Although Ben points out the narrow killing breadth of bacteriocins as a problem, in fact, it is just their narrow-mindedness that makes them a super alternative to classical antibiotics. One will only use a particular bacteriocin when required, rather than constantly and in large doses as is currently the case for the currently prefered antibiotics. Thus, the target of selection for resistance stays small and is negligible at any moment. Compare the target of selection for resistance to amoxicillin in our gut (perhaps 1E12 bugs - essentiall all bacteria in our gut) versus the target for selection for resistance to a bacteriocin like colicin (perhaps 1E5, only members of E. coli). THat is the beauty of using bacteriocins, they are used infrequently and the selection target size for resistance is much, much lower. In fact, in animal trials we have yet to see a single case of resistance!

Glad to hear it is working.

I wonder why resistance was not observed.

I presume, if no cases of resistance were observed, that the infections were carefully screened or created sensitive. There cannot have been a single case of resistance already dominating a test pathogen population. This strikes me as an unusual case given Gordon's demonstration of the prevalence of resistance in natural populations. I suppose it raises the question of whether a GI population and a UT population are structured at all similiarly; and furthermore, what their natural relationship to the host might be. After all, the GI tract is effectively in a state of moderate inflammation but is tolerant to the native biota. The urinary system may be much less tolerant, and in this case the classic assumption about the immune system cleaning up remnant resistant cells after antibiotic administration may be appropriate as a model for why rare cases of resistance do not emerge. Or there may be some other reason I'm not considering.
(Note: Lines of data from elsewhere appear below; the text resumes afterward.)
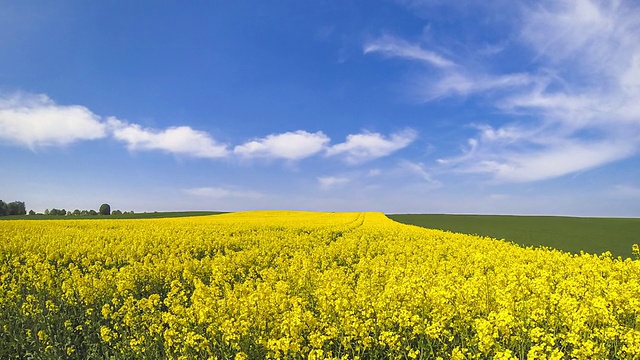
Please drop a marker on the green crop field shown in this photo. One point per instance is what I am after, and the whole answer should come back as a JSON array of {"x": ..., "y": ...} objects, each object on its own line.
[{"x": 573, "y": 234}]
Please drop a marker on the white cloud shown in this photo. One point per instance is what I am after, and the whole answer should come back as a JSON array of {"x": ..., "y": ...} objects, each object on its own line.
[
  {"x": 290, "y": 146},
  {"x": 367, "y": 146},
  {"x": 395, "y": 47},
  {"x": 223, "y": 193},
  {"x": 181, "y": 140},
  {"x": 576, "y": 106},
  {"x": 452, "y": 79},
  {"x": 417, "y": 168},
  {"x": 329, "y": 182},
  {"x": 626, "y": 191},
  {"x": 36, "y": 121}
]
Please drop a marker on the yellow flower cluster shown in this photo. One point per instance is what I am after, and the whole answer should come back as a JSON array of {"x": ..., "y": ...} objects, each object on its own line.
[{"x": 292, "y": 285}]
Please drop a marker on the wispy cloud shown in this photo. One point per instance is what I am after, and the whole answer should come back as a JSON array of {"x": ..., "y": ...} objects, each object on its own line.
[
  {"x": 329, "y": 182},
  {"x": 181, "y": 140},
  {"x": 417, "y": 168},
  {"x": 367, "y": 146},
  {"x": 223, "y": 193},
  {"x": 395, "y": 47},
  {"x": 37, "y": 121},
  {"x": 626, "y": 191},
  {"x": 574, "y": 108},
  {"x": 290, "y": 146},
  {"x": 451, "y": 78}
]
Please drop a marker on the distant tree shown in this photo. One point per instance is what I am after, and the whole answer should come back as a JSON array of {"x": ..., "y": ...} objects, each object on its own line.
[
  {"x": 17, "y": 208},
  {"x": 105, "y": 209},
  {"x": 3, "y": 208}
]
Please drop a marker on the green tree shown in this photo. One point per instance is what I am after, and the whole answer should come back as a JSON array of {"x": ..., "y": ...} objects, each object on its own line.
[
  {"x": 105, "y": 209},
  {"x": 17, "y": 208}
]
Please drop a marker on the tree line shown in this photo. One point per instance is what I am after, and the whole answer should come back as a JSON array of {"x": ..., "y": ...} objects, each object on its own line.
[
  {"x": 12, "y": 208},
  {"x": 19, "y": 208}
]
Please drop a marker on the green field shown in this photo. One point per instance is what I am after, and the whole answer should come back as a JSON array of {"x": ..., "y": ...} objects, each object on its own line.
[
  {"x": 143, "y": 215},
  {"x": 573, "y": 234}
]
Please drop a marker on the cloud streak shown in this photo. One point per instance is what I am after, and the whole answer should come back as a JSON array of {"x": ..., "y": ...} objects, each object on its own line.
[
  {"x": 223, "y": 193},
  {"x": 181, "y": 140},
  {"x": 289, "y": 146},
  {"x": 367, "y": 146},
  {"x": 574, "y": 107},
  {"x": 36, "y": 121}
]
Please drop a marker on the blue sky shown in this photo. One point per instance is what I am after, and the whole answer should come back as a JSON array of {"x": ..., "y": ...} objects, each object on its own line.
[{"x": 500, "y": 107}]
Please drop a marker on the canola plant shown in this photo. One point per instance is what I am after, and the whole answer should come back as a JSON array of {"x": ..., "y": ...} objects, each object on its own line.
[{"x": 299, "y": 285}]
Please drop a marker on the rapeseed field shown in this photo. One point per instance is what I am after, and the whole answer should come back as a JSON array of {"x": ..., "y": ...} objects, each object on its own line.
[{"x": 299, "y": 285}]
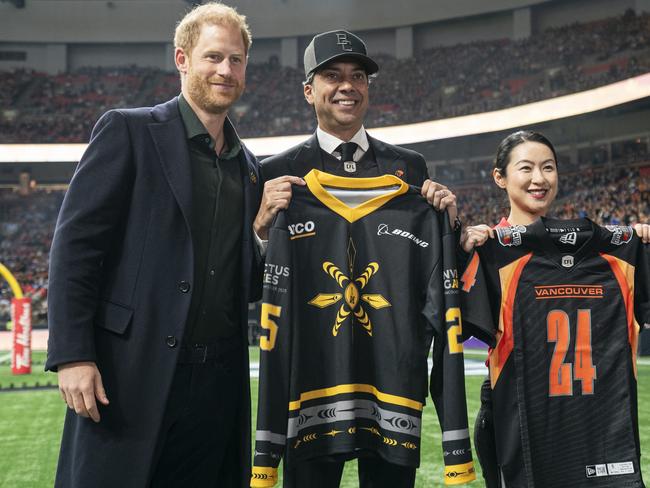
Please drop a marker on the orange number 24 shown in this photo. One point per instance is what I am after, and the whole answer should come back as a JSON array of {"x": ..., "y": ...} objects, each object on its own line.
[{"x": 562, "y": 375}]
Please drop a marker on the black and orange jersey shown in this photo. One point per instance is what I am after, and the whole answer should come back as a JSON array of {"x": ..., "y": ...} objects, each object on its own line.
[
  {"x": 354, "y": 293},
  {"x": 561, "y": 302}
]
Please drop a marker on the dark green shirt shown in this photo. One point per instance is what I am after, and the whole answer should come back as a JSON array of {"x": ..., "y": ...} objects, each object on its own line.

Certainly, if there were no pre-existing resistant microcolonies, new resistant mutants might arise at 1E-7; in an animal UTI model that might result in 1 or a few mutant cells per animal. This seems less likely to develop into a clinical infection. Further, the obvious mutations might, if the -cin is cleverly chosen, target features critical to UTI development, making the effective mutation rate for UTIs even lower, since most would be relatively crude - stops and deletions in key infection determinants. One wonders, if this is the case, how many individuals would need to be treated before effective resistance emerged, how widespread the therapy would have to be to start tipping the scale such that new cases were sensitive with a lower and lower probability. This seems to demand an analysis beyond single case studies, perhaps epidemiological models of entire populations. It's great that such models can be envisioned prior to drug deployment, at least.

Naturally I'm not saying anything you don't know.
It must be quite fascinating data, from those animal models.